Culpa Família PASSO 01

Como não percebi isso antes?

Resumo

O que fazer quando algo foge completamente do que você imaginou? Quando a culpa aperta, para onde esse sentimento te leva?

“Ele deve ter sido influenciado por más companhias depois que saiu de casa."

Vilma, mãe de Gerson

Eu sonhava coisas lindas para nossa família

Talvez, antes de tudo, valha a pena voltar um pouco na história de vocês. Pense no momento que ele nasceu. De lá pra cá, quais lembranças veem em sua mente?

Agora, pense em todos os sonhos que você teve para ele: o casamento na igreja, os netos correndo pela casa, a ida ao estádio de futebol, a nora adorável, a carreira de sucesso.

Esses desejos, comuns quando amamos alguém, mostram as expectativas que criamos para o futuro de quem amamos. Mas elas não podem ser a regra para a vida de ninguém.

Expectativas geram frustração

Nenhum filho ou filha é uma extensão de nossos sonhos. Por mais que tentemos, nossos filhos não podem realizar tudo o que sonhamos pra eles. São pessoas — com seus próprios caminhos, desejos e formas de existir.

É natural que você sinta frustração e se culpe pelo que fez ou deixou de fazer. Mas este sentimento é causado pela quebra das expectativas que você criou. A dor que você sente é a mesma vivida por tantas outras famílias.

Palavra de fé

“Os meus pensamentos não são os pensamentos de vocês, nem os seus caminhos são os Meus caminhos”, declara o Senhor.

Isaías 55:8

Quando os sonhos que alimentamos para um filho parecem se desfazer, essa Palavra nos ajuda a lembrar que Deus não está preso às imagens que criamos.
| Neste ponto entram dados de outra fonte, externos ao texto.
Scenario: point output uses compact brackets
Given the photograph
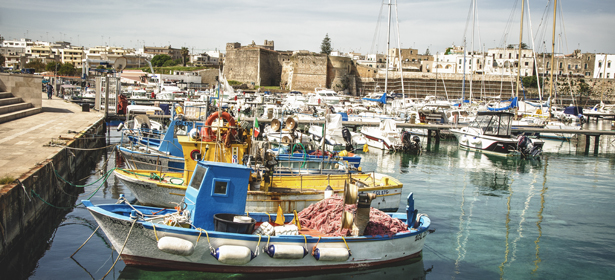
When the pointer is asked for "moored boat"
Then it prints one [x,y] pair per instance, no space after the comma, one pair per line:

O Senhor continua agindo mesmo quando o caminho foge do que imaginávamos, e Sua vontade não se limita aos roteiros que o nosso coração escreveu.

Aprendemos que essa dor vem da necessidade de abrir mão da imagem de filho que construímos, para enxergar quem está diante de nós.

Seu lugar de mãe e pai é instruir e amar

Seu filho gostar de homens ou não se identificar como um homem pode despertar emoções difíceis em você — mas isso não está relacionado a algo que você fez.

A ideia de que a família determina ou influencia a sexualidade dos filhos, como se fosse uma relação de causa e efeito, não corresponde à forma como a vida acontece.

Pode ser difícil não se perguntar se algo na criação influenciou isso. Mas a vida dos filhos não funciona como uma conta exata.

Mesmo irmãos criados da mesma forma podem desenvolver interesses e sexualidades totalmente diferentes, mostrando que cada pessoa é única — e não moldada pelos pais.

Sua culpa revela o quanto você se importa. E, aos poucos, amar pode começar a significar outra coisa: não moldar… mas acompanhar, não controlar… mas confiar.

Amar é se interessar de verdade pelo outro — e confiar no caminho que ele vai descobrindo.

É desafiador, sim. Mas Deus não se afasta quando o caminho não é o que você imaginou.